There were two exhibits in particular that struck me as powerful, but in the context of the Whitney, borderline offensive. One was the work of photographer Stephanie Sinclair, who documented Afghan women who’d set themselves on fire to protest abuse from their husbands and/or families. It’s heartbreaking.

But even more so is the work of photographer Nina Berman, whose pictures you may have seen reported on in the New York Times. In “Marine Wedding,” Berman chronicles the story of an American soldier whose face was blown off by an IED in Iraq (I think). You can see some of the photos here—they’re not for the faint of heart; the visage of this man challenges our conception of humanity. Berman’s story is of the man’s return to civilian life and subsequent marriage to his high school sweetheart. It’s powerful and tragic and inspiring and devastating all at once. I found it overwhelming.
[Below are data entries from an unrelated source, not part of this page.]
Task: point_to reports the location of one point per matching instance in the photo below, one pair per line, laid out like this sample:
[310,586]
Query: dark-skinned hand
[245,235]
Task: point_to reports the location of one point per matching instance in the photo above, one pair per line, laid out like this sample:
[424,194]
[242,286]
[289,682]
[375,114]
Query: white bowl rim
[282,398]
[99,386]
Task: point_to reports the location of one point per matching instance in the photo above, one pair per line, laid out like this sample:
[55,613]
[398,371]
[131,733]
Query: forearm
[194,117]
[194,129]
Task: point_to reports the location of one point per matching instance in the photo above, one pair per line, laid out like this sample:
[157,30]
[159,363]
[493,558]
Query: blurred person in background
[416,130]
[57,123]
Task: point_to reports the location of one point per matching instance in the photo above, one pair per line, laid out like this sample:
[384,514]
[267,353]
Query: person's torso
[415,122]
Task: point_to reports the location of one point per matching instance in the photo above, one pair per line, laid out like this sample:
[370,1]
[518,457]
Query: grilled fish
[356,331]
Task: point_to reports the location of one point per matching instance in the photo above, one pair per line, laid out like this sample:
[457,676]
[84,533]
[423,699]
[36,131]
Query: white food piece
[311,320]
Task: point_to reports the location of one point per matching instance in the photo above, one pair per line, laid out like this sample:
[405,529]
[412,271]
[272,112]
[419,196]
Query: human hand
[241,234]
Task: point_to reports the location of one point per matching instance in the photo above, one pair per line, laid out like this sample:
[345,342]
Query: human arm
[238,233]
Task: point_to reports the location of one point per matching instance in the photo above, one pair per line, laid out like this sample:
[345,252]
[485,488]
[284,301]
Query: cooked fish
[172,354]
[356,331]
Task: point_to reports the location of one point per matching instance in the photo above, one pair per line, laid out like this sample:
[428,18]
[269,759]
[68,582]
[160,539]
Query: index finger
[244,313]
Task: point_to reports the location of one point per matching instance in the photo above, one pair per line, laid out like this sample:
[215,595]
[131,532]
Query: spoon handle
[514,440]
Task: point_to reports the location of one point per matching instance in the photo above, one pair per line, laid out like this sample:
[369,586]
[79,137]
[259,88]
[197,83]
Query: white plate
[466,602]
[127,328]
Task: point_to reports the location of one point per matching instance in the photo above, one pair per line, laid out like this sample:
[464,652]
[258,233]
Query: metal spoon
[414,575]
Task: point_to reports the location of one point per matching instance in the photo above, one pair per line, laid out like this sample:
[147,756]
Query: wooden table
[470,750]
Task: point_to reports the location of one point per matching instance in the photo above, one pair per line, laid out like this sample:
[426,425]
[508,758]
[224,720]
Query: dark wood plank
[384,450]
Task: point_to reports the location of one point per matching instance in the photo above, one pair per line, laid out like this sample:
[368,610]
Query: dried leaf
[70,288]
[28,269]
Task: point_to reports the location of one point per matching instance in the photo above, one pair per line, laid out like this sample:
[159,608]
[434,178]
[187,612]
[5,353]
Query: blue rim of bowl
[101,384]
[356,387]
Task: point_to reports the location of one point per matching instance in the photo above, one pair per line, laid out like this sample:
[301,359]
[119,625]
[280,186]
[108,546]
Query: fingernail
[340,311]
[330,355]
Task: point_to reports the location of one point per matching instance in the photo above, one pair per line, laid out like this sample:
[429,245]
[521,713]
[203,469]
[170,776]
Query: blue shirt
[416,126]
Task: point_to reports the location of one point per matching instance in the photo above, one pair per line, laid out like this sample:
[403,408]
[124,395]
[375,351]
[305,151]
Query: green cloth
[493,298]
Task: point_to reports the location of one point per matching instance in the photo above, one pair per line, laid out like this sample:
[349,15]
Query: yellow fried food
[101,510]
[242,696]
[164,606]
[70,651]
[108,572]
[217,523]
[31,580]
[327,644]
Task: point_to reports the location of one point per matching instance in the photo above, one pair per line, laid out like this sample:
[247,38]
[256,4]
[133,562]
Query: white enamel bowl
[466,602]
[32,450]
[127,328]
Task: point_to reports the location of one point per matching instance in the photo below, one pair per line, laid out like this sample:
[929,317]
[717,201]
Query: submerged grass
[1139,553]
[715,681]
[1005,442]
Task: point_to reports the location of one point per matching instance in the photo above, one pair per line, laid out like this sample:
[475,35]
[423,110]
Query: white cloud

But is it art? That question bothered me when considering both Sinclair’s and Berman’s work. Somehow even to discuss such photojournalism in artistic terms seemed trivializing, offensive. Berman’s work was shown on the walls of a room which also contained a couch made of papier mache on top of which sat two urns—some random piece of artwork whose meaning was utterly lost on me. At one point a guide leading a group of visitors entered the room and began talking about the couch, and I just thought, really, who gives a fuck about the couch? Was it supposed to make some glib statement about domesticity amidst the horror of war? I don’t know. Even the idea appalled me. And the idea that the curators might have been going for just that shock value appalled me further. Real-life horror overwhelmed art, relegated it to a trivial place, made the curators seem like gerbils scurrying on a wheel that never moved.

Put those photos in a museum of photography, or in the Newseum in Washington. Put them in a cemetery or a church. Put them in Arlington. Put them in the Smithsonian. Create from them a memorial. Tell people what war is really like, what it does to us, what it steals from us.

Just don’t put them in a museum of modern art on the Upper East Side of New York City.